More experienced MPI and unprivileged container users can find success through
MPI replacement (injection); however, such practices are beyond the scope of
this FAQ.

The remaining sections detail the reasoning behind our approach. We recommend
referencing, or directly using, our examples
:code:`examples/Dockerfile.{libfabric,mpich,openmpi}`.

Use libfabric
-------------

`libfabric <https://ofiwg.github.io/libfabric>`_ (a.k.a. Open Fabrics
Interfaces or OFI) is a low-level communication library that abstracts diverse
networking technologies. It defines *providers* that implement the mapping
between application-facing software (e.g., MPI) and network specific drivers,
protocols, and hardware.
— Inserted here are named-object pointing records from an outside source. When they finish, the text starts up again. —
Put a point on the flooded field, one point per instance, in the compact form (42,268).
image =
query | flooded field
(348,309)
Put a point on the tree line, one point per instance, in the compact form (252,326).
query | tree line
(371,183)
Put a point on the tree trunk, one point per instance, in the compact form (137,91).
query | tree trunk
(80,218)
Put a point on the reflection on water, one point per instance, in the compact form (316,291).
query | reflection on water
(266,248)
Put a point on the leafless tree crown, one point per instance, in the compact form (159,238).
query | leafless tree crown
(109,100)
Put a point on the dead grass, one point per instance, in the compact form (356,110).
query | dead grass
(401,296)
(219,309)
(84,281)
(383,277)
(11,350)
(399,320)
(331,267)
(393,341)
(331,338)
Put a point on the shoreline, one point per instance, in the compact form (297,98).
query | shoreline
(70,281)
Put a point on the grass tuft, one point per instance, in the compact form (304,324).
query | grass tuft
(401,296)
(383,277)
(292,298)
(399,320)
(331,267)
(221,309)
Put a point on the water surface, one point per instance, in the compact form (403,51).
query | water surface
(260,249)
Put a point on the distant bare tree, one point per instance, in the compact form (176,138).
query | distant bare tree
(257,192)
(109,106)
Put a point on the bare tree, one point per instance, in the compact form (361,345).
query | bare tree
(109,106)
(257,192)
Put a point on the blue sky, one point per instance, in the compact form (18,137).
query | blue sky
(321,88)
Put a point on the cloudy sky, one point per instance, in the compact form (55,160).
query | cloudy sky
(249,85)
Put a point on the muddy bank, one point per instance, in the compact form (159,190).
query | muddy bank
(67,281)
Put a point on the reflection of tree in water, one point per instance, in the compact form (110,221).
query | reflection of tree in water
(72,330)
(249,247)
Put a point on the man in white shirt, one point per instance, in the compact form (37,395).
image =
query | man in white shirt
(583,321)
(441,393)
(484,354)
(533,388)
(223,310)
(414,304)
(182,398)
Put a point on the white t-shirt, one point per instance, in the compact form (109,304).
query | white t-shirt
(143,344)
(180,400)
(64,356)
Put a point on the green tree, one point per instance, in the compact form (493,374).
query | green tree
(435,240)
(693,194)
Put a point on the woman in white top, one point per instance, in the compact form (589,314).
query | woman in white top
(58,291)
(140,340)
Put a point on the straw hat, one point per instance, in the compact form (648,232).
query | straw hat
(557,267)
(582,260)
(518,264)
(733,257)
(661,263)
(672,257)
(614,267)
These providers have been co-designed with fabric
hardware and application developers with a focus on HPC needs. libfabric lets
us more easily manage MPI communication over diverse network high-speed
interconnects (a.k.a. *fabrics*).

From our libfabric example (:code:`examples/Dockerfile.libfabric`):

.. literalinclude:: ../examples/Dockerfile.libfabric
   :language: docker
   :lines: 116-135

The above compiles libfabric with several “built-in” providers, i.e.
:code:`psm3` (on x86-64), :code:`rxm`, :code:`shm`, :code:`tcp`, and
:code:`verbs`, which enables MPI applications to run efficiently over most
verb devices using TCP, IB, OPA, and RoCE protocols.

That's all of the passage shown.